Problem Description
On 08.03.2024, the Cloud environment experienced a service disruption, starting at approximately 10:50 AM UTC+1.
A small surge load hit the Identity Server database, resulting in an outage, and making access to Protel Air PMS (Front Office) unavailable.
After identifying the root cause, we implemented a workable solution for immediate remedy. Afterwards, all systems were fully operational again at approximately 12:40 PM UTC+1.
To prevent such an incident from reoccurring, we have performed a thorough analysis of what happened and taken corrective measures. Our assessment of the fault, including future preventative actions, can be found below.
Affected systems
All protel services on the Cloud environment
Impact
Login to the Cloud environment was no longer possible, with a generic HTTP error message.
Root Cause
Around 10:50 AM UTC+1, a small surge of requests arrived at the Identity Server for unknown reasons.
One of the first steps to resolve the issue was to increase the database performance from XL to 2XL to make login possible as quickly as possible.
A closer examination was required here to find the root cause of the exceptionally high load on the database of the external Identity Management system. The results showed that the requests for the Identity systems steadily increased over the last two years. These requests are fulfilled partly by accessing a database table that aggregates more and more information over time. The surge, in combination with too-large table content, increased the load on the database to a breaking point, from where the processing of requests slowed down dramatically. After a very short time, newer requests were rejected, and error messages were returned.

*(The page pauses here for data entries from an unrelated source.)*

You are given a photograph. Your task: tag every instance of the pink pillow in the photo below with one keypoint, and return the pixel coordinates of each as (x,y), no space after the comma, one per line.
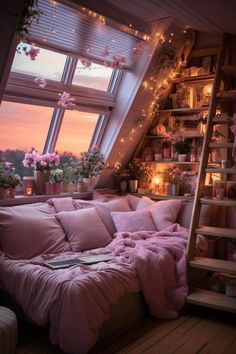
(133,201)
(28,231)
(84,229)
(144,202)
(132,221)
(103,197)
(62,204)
(165,212)
(104,209)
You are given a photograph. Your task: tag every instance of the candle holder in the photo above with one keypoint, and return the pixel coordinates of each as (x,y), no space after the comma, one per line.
(28,185)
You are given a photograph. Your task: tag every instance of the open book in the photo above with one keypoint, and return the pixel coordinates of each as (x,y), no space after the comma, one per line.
(69,262)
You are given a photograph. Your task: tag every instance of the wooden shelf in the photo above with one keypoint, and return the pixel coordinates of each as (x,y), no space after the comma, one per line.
(193,79)
(229,69)
(172,162)
(184,110)
(22,199)
(216,231)
(164,196)
(187,136)
(222,202)
(221,170)
(157,137)
(227,95)
(222,121)
(221,145)
(212,299)
(215,265)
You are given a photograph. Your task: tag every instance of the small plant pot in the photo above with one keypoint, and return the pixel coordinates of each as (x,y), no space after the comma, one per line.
(182,157)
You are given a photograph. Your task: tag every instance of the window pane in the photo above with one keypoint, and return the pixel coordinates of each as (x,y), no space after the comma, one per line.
(48,64)
(96,76)
(22,127)
(76,132)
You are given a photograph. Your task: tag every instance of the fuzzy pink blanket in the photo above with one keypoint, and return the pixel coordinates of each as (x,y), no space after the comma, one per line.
(159,259)
(75,302)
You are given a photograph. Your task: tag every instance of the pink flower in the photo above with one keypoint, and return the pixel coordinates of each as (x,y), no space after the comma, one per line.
(66,100)
(117,62)
(40,82)
(86,62)
(41,162)
(32,53)
(105,52)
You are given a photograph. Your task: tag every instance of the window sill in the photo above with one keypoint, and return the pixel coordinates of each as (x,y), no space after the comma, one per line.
(22,199)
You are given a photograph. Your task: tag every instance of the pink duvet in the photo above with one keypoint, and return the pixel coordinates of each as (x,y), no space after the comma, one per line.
(75,302)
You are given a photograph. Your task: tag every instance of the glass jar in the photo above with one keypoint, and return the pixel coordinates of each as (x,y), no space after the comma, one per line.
(166,150)
(219,189)
(28,185)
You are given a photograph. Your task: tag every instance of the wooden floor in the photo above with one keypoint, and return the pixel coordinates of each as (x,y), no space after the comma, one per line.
(197,330)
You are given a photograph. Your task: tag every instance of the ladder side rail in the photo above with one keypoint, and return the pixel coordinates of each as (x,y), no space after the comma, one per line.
(205,151)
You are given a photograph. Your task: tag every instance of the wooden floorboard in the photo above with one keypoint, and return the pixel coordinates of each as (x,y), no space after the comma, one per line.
(198,330)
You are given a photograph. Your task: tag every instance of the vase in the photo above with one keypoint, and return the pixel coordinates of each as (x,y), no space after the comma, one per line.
(81,187)
(133,185)
(174,189)
(123,185)
(40,179)
(182,157)
(57,188)
(11,192)
(89,182)
(3,193)
(49,188)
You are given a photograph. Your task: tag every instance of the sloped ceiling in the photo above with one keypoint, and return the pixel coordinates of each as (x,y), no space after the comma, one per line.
(213,16)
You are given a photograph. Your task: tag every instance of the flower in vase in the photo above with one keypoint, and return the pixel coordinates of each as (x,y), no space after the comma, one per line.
(56,175)
(41,162)
(89,164)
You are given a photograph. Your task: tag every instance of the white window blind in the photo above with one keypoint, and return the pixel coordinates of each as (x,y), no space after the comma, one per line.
(66,29)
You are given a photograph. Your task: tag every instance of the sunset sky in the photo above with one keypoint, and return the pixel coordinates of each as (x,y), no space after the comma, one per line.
(24,126)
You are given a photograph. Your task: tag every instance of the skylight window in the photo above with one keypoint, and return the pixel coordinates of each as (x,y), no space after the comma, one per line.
(96,76)
(47,64)
(76,132)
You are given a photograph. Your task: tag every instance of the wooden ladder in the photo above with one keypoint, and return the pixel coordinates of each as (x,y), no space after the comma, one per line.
(197,295)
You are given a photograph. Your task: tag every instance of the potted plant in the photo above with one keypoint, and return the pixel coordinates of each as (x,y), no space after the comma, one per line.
(42,165)
(8,180)
(68,178)
(182,147)
(172,180)
(140,174)
(56,177)
(89,165)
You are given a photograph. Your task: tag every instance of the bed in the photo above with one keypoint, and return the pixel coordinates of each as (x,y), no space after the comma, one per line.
(76,303)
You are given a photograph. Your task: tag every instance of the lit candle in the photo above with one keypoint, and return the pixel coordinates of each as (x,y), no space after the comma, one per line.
(29,191)
(28,183)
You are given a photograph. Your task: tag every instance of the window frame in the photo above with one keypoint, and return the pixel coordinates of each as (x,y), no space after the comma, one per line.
(21,88)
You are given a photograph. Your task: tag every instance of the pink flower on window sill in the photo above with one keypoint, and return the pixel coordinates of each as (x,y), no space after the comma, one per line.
(65,100)
(117,62)
(40,82)
(86,62)
(32,53)
(105,52)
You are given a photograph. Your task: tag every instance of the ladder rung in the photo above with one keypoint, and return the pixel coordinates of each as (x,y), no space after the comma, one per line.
(216,231)
(222,120)
(220,170)
(215,265)
(229,69)
(222,202)
(221,145)
(227,95)
(212,299)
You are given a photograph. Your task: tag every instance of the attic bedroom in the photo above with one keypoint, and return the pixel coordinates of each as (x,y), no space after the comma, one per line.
(117,176)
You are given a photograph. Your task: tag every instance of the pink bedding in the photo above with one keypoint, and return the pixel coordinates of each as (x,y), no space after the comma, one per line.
(75,302)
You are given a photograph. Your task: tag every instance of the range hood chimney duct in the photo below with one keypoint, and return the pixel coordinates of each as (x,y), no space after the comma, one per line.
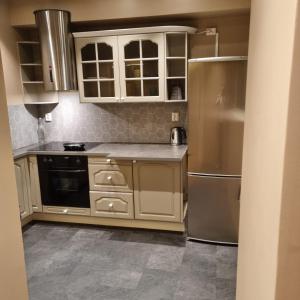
(57,46)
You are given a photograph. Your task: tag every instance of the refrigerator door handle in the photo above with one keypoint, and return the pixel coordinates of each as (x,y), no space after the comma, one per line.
(239,193)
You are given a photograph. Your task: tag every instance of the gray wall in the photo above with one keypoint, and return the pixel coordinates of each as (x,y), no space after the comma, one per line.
(124,122)
(75,121)
(23,125)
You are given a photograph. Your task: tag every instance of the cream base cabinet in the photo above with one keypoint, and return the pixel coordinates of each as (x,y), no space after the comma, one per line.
(158,191)
(23,183)
(35,192)
(112,205)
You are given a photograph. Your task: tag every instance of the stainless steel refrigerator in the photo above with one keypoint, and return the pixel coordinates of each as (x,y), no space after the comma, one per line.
(215,139)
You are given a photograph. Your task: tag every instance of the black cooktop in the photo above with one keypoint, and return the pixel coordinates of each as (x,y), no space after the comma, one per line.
(59,146)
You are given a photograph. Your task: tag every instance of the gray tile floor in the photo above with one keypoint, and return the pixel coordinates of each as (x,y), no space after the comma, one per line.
(75,262)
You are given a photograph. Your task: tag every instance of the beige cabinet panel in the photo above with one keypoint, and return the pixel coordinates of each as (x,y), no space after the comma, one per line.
(110,177)
(108,161)
(35,192)
(22,179)
(62,210)
(158,191)
(113,205)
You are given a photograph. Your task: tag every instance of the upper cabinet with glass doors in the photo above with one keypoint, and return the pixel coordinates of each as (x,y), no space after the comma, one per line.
(98,69)
(133,65)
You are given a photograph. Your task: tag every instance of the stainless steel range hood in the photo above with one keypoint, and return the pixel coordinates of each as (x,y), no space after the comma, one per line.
(57,46)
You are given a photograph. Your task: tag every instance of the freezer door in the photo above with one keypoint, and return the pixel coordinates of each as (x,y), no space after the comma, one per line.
(216,117)
(213,208)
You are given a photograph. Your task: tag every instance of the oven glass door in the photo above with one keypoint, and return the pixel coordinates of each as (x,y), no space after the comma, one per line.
(66,188)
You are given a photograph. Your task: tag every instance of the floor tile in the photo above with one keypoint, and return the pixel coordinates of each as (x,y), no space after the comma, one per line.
(167,258)
(156,285)
(225,289)
(75,262)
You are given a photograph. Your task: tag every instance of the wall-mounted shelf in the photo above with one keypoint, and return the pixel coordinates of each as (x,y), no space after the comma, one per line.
(31,70)
(218,59)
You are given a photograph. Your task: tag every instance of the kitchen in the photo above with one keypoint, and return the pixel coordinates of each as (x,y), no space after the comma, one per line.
(116,155)
(127,137)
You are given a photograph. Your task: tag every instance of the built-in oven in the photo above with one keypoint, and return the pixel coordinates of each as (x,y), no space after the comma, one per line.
(64,180)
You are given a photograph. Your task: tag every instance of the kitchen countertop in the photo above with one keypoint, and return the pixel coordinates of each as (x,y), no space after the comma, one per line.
(124,151)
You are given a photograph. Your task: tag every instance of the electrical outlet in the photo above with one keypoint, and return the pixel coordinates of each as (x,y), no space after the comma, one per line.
(175,116)
(211,31)
(48,117)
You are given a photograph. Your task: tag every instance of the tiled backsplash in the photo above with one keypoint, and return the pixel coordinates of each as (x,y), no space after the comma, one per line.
(125,122)
(23,125)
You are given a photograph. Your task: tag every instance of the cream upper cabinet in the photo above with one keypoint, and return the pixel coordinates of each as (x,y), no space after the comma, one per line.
(146,64)
(141,59)
(22,179)
(98,69)
(35,193)
(158,191)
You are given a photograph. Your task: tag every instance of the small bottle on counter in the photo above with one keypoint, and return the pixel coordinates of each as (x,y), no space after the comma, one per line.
(41,131)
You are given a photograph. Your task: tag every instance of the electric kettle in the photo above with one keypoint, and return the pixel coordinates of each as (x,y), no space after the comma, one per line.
(178,136)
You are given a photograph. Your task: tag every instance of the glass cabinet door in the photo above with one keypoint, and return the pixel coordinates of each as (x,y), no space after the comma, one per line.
(98,69)
(141,60)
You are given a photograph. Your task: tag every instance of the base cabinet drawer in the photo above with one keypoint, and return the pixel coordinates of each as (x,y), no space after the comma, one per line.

Mitigation / Preventive Actions
Plans have been developed to improve the performance of the Identity and Access Management system in the short, medium, and long term.
● The short-term solution involves increasing the database performance from XL to 2XL.
● For the medium-term solution, we will reduce the data in the specific table that slowed down performance.
● The long-term solution will be replacing our current Identity & Access Management system with its newly developed successor. This replacement will also include using a different external Identity Management system, which is more suited for high-performance use.